Rigorous and generous community builder

"[Joe] Wolenski is, in many ways, what we hope for in a teacher," said Rishi Shah, a Yale senior and one of the undergraduate members of Phi Beta Kappa, when presenting the DeVane award. He "brings a rare combination of rigor and generosity to the laboratory," Shah added. "His courses demand clarity of thought, careful design, and a willingness to sit with uncertainty. Students learn how to ask good questions, revise their thinking, and speak with precision and purpose. These are scientific skills, but they are also human ones."

Shah also praised this humanistic side of the scientist and lab instructor.

What stands out most, however, Shah said, is the community Wolenski builds. Wolenski, an avid photographer, keeps class photos of all his classes to document and remember the community that formed during 13 weeks of classes - some of his lab courses meet twice weekly for five hours - and became, "in some sense, a family."

A distinguished mathematician and dedicated teacher

As a mathematician, Roger Howe, is known for his contributions to representation theory, a branch of mathematics that translates abstract algebraic structures into linear algebra. But he is equally known and admired as teacher and for his contributions to mathematics education.

In presenting the DeVane award to Howe, Penny Laurans, a member of the PBK Graduate Board of Advisors, noted that when he was awarded the Dylan Hixon Prize for Teaching Excellence in the Natural Sciences at Yale, his citation read, in part: "[I]f mathematics is a language, you certainly speak it beautifully. Fortunately for those who are not themselves native speakers, you have demonstrated a gift for making fundamental concepts in the structure of mathematics become familiar and intelligible."

Howe has also been heavily involved in math education reform nationally, serving on numerous national committees, Laurans said. For his contributions, the American Mathematical Society presented him with their Distinguished Public Service Award, which recognizes a research mathematician who has made a distinguished contribution to the mathematics profession.

Long-serving residential college dean, skilled administrator, devoted teacher

In presenting the Gordon Award to Sarah Mahurin, George Levesque, dean of academic affairs in Yale College and secretary for the chapter, noted that she is currently the longest serving college dean in Yale College, holding the role at Timothy Dwight College (TD) since 2014. Mahurin, he said, "has, in my view, the perfect balance of empathy and firmness."

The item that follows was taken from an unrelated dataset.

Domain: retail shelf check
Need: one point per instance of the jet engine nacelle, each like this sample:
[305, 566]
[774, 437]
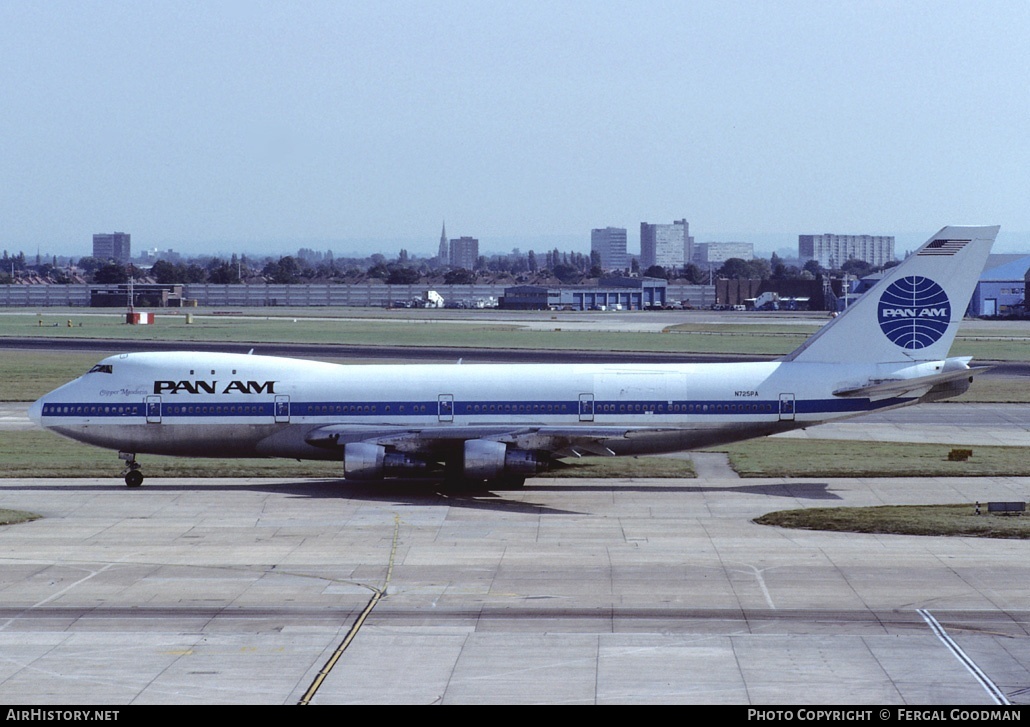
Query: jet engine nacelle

She is "much loved by the students in TD, who simply call her 'Dean,'" he said. "No last name needed." While Mahurin is an outstanding administrator, he added, "she is at heart an outstanding educator" who, despite her busy administrative responsibilities, insists on teaching a course every term - and, this year, is also the senior essay coordinator for the Black Studies major. In addition, Mahurin voluntarily teaches year-round in the MacDougall-Walker Correctional Institution, a maximum-security level prison for men, and serves on the board of the Yale Prison Education Initiative. "I don't when or how this woman sleeps," Levesque said.